Data services provider Experian (EXPN) reported a positive end to its financial year ended 31st March as it returned to organic revenue growth in the final quarter. The company has been working to reposition its North American consumer offerings over the period and management said that there were encouraging signs that traction was being achieved. Total revenues were broadly flat at $4.8 billion (£3 billion) and were negatively effected by adverse foreign currency movements. The shares rose by 37p to 1,214p.
Wireless equipment and software developer Anite (AIE) said that strong trading in the fourth quarter means that results for its financial year ended 30th April will meet expectations. Both the Device and Network Testing divisions performed well, with the Network arm strengthened by the acquisition of Xceed Data Analytics in October. CEO Christopher Humphrey’s commented that “we saw continued momentum in the second half resulting in a good full year result. The business performed well notwithstanding a typically mixed market backdrop”. The shares grew by 6.75p to 91.5p.

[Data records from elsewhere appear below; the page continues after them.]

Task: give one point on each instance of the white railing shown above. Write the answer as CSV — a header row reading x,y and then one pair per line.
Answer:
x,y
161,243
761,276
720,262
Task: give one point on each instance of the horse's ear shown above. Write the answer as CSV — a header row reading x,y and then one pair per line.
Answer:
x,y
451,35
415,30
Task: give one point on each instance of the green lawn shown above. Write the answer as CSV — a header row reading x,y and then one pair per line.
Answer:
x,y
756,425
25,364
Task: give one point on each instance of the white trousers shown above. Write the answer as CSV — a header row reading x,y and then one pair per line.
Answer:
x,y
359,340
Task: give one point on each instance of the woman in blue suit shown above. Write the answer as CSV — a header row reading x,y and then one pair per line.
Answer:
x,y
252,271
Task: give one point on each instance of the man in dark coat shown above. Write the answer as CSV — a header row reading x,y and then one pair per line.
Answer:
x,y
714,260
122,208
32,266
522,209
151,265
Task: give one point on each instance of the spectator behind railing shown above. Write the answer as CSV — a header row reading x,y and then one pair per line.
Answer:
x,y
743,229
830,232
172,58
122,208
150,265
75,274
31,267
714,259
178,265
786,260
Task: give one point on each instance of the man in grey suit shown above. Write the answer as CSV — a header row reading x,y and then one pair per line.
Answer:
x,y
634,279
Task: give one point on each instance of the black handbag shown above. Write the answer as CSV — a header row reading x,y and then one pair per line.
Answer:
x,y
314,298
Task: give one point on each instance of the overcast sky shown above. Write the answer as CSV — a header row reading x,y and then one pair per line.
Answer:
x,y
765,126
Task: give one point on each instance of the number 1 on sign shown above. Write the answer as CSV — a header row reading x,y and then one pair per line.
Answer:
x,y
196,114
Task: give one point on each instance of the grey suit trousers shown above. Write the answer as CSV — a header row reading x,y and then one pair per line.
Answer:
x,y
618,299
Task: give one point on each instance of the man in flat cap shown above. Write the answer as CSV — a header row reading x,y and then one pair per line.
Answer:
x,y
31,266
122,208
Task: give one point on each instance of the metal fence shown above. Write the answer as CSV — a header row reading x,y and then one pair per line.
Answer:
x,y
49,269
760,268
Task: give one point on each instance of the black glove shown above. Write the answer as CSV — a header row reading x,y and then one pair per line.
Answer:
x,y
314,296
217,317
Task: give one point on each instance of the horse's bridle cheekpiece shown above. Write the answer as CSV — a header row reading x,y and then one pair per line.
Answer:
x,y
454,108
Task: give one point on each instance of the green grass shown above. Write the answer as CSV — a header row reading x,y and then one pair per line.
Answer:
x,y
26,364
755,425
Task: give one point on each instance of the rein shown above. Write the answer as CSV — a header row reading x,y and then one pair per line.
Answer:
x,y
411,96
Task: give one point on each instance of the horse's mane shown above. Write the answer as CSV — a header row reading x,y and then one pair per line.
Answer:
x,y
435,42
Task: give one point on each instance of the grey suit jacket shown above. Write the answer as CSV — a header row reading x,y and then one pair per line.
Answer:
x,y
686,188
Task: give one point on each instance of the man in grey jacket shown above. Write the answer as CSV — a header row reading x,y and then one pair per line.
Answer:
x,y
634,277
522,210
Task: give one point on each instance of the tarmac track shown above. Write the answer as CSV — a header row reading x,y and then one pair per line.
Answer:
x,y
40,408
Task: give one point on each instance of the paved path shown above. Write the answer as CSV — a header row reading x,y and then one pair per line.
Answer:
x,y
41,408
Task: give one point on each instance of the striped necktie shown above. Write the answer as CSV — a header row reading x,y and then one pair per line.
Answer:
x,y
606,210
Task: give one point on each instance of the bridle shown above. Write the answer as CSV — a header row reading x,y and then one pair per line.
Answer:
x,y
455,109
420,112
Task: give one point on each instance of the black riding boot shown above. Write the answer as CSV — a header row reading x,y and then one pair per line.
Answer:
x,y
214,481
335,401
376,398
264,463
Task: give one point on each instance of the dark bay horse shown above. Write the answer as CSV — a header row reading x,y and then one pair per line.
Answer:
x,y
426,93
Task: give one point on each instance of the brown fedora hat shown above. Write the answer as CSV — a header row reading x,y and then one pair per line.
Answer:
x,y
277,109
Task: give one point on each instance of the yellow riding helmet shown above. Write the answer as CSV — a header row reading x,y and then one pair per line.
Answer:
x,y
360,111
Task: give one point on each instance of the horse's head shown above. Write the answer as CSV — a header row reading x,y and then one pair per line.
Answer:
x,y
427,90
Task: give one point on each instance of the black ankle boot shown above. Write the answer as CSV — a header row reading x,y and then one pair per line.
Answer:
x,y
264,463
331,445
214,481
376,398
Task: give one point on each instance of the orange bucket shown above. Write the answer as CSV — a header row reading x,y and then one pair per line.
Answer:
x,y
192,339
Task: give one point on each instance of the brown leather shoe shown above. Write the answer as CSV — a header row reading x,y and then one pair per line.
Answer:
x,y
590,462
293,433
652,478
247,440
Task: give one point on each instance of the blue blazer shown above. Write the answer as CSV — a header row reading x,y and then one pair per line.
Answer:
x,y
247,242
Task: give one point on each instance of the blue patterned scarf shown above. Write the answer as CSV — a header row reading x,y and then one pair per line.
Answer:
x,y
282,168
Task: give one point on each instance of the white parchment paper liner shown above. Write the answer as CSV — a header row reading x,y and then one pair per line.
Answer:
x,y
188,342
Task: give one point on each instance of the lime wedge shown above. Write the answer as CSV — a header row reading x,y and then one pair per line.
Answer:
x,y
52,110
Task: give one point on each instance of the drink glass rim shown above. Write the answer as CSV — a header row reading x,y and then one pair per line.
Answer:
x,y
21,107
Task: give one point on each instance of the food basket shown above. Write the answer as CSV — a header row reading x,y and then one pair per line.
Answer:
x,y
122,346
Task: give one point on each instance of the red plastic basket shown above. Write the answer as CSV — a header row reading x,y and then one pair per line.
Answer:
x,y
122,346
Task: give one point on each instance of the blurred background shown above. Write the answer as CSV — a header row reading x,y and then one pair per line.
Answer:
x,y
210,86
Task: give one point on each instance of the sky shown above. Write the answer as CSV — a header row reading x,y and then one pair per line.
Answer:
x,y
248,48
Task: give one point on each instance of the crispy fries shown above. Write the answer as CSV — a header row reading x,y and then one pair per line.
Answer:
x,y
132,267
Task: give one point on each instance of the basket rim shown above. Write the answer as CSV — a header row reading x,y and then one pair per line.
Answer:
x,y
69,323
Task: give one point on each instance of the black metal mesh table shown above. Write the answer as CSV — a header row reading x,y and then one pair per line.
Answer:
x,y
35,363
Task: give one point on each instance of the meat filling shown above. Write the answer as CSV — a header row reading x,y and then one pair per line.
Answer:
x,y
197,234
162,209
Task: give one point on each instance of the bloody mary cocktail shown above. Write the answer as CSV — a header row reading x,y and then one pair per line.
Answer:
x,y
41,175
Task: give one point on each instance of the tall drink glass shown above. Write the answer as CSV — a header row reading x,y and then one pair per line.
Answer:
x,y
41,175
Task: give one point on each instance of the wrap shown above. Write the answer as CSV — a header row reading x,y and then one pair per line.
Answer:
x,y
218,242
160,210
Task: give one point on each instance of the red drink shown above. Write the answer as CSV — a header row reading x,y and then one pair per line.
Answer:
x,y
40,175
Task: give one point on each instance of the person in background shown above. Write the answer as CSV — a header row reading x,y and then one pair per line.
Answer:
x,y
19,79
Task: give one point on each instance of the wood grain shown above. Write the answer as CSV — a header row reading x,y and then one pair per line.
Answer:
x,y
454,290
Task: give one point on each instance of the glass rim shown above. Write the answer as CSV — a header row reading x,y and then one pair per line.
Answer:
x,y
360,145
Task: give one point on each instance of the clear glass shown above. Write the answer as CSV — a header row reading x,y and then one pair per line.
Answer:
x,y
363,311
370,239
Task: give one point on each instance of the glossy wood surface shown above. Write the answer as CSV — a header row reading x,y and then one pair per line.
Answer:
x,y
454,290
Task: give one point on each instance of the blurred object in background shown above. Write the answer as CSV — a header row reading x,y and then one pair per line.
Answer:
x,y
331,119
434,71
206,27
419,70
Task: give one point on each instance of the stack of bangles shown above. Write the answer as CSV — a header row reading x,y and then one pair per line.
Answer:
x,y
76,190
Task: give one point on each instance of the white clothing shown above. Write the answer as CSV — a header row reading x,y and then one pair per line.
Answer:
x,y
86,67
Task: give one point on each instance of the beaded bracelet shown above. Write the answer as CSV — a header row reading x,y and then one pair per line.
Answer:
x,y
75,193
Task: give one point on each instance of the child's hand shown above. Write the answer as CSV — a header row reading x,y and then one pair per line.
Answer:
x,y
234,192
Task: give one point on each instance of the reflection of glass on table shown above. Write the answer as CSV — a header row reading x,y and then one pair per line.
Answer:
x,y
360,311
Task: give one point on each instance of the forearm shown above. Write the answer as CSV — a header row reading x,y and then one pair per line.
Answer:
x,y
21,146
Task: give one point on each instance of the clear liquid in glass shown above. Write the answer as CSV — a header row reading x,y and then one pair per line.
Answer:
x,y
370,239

Satellite data specialist Avanti Communications (AVN) recorded a 26% increase in revenues for the 9 months ended 31st March as the firm earned $48.9 million (£31.1 million) during the period. The company also moved into positive EBITDA territory in the third quarter, partially offsetting losses recorded earlier in the financial year. Management said that current trading is good and that there are significant opportunities for growth in the pipeline for 2016 and beyond. Avanti Communication shares climbed by 4.5p to 235p.
Wednesday’s news today
SAB Miller (SAB), Compass Group (CPG) and Galliford Try (GFRD) are among the firms that will publish results and statements tomorrow.
Unemployment and inflation figures for the UK will be posted, as will US retail data and German GDP news.
Quote of the day
“Successful investing is anticipating the anticipations of others.”